Yep, usually B or C or the longest distractor in my experience . People who write tests (especially in elearning) often don't really fully understand the subject they are 'teaching' (or instructionally designing if you believe the BS job title hype).

It's a great shame that elearners are often being taught by people who have done the equivalent of cramming the night before an exam.

Still, it's all about the money and the graphics, isn't it?

Nic Price said...

Like you say, the problem is often in the design of the question and this requires more awareness and skill on the part of setters. Randomisation is useful but not universally good. Where there is a logical order to options (e.g. numbers) it is fairer to provide them in the logical order.

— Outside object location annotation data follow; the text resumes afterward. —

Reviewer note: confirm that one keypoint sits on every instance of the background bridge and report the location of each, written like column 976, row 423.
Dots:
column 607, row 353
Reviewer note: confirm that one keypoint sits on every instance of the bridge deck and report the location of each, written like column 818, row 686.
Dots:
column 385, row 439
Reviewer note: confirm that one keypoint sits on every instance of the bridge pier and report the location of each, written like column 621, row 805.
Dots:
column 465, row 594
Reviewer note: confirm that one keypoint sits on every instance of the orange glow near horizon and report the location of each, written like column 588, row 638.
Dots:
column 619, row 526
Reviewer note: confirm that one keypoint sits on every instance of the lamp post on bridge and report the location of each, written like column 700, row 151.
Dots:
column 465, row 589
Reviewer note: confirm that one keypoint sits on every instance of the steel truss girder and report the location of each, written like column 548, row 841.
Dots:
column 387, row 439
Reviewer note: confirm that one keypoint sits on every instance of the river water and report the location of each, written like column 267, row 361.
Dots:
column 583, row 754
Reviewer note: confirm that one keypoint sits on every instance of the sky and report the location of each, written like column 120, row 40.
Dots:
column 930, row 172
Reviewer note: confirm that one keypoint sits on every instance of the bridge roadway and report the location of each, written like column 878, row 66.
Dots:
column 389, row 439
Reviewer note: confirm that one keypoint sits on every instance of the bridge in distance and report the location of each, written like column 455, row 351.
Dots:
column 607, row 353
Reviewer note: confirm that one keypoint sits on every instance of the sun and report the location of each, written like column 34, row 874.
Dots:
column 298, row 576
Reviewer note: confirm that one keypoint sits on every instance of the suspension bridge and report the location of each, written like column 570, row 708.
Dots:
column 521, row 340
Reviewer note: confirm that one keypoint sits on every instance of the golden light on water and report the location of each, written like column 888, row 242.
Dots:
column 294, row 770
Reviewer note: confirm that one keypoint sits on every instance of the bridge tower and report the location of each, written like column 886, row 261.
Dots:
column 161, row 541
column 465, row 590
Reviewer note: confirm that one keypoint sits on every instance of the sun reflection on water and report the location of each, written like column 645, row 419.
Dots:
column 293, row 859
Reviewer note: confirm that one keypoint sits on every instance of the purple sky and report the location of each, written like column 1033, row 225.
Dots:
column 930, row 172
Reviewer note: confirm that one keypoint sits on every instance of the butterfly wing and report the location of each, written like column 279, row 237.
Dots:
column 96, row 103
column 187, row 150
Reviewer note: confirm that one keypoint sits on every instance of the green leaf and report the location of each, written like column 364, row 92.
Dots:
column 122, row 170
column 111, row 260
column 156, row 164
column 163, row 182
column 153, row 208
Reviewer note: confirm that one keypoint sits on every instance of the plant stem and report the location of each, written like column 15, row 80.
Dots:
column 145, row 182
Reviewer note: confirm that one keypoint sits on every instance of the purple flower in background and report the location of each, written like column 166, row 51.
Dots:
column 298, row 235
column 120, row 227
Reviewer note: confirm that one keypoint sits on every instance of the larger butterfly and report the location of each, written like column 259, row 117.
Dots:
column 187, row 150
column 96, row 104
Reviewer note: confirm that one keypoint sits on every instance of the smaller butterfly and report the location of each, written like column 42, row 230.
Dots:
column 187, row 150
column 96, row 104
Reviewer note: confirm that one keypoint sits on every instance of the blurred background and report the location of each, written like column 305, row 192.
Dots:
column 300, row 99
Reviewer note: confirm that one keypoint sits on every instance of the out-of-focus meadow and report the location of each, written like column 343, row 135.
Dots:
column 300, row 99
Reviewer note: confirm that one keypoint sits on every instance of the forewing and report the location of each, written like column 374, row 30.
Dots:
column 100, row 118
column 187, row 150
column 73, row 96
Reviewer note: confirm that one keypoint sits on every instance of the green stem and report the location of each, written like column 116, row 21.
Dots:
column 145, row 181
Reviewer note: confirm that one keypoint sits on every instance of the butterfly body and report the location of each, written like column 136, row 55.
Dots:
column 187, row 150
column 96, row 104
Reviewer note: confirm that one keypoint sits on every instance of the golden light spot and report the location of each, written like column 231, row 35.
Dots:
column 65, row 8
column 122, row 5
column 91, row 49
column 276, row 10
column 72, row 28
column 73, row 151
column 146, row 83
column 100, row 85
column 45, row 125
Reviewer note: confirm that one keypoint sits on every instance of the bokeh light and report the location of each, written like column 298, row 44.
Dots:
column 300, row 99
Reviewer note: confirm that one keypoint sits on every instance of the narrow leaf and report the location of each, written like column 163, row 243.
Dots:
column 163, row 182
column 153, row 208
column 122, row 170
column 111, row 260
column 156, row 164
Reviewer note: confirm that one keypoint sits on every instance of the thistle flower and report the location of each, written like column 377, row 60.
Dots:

There are measures that can make MCQs less gameable. An underused strategy is negative marking to discourage guessing. I particularly like the idea of confidence-based marking (confident answers are required for top marks but there is punitive downgrading for confident+wrong selections). I think there is resistance because it openly acknowledges that there is gaming and answers are often guesswork.

Donald Clark said...

Rob - certain truth in this but some of the worst tests in his sample were from Universities by professional lecturers and subject matter experts. They were the easiest to 'game'. It's a skill, whatever your background.

Rob Alton said...

Indeed. The MCQ Is often the first port of call for most people when writing tests for the first time. I've got over 20 yrs experience in learning design and I must say that it can sometimes still take a lot of time to write an effective MC item. Throw confidence testing into the mix and there goes a whole heap of time.

The Guardian daily quizzes have some really skilled item writers on board.

Martin Owen said...

How many educators have had any professional development in assessment design - certainly not most University teachers. However, it is worth looking at the practice in problem based medical education courses -a lot of MCQ in medicine that is really well designed and it certainly changed my opinion on MCQs. Try putting "design medicine mcqs for medical professionals" into Scholar.

Donald Clark said...

Agree. The bottom line is that this is a skill and needs some training. It simply reinforces my opinion that teaching is not an art but a set of practices and competences.

Rob Alton said...

It is getting better in Higher Ed. Many Academics are now more willing to learn how to teach/assess and their institutions are offering resources that help them to do this.


Norman Lamont said...

I had some very good training in the 80s on testing from a guy who worked in assessment for international aviation. He charged 1.5 days per question. It's all in the planning and user testing.

Brian Mulligan said...

"teaching is not an art but a set of practices and competences." Donald, this reflects my own opinion that you don't need to know about cognitive psychology or have a grad diploma in Teaching and Learning to be a good teacher - just a good bag of tricks. (This is true for the design of good objectives tests also). Have you written elsewhere on this?

Donald Clark said...

I have but not wholly convinced by that definition Bryan. Doesn't it beg the question 'What practices?'. I've seen widespread bad practices in education - whole word teaching, for example which lasted for 2 decades, learning styles etc. Some knowledge of psychology helps, especially knowledge of how memory works. This can stop the endless lecturing, cognitive overload etc.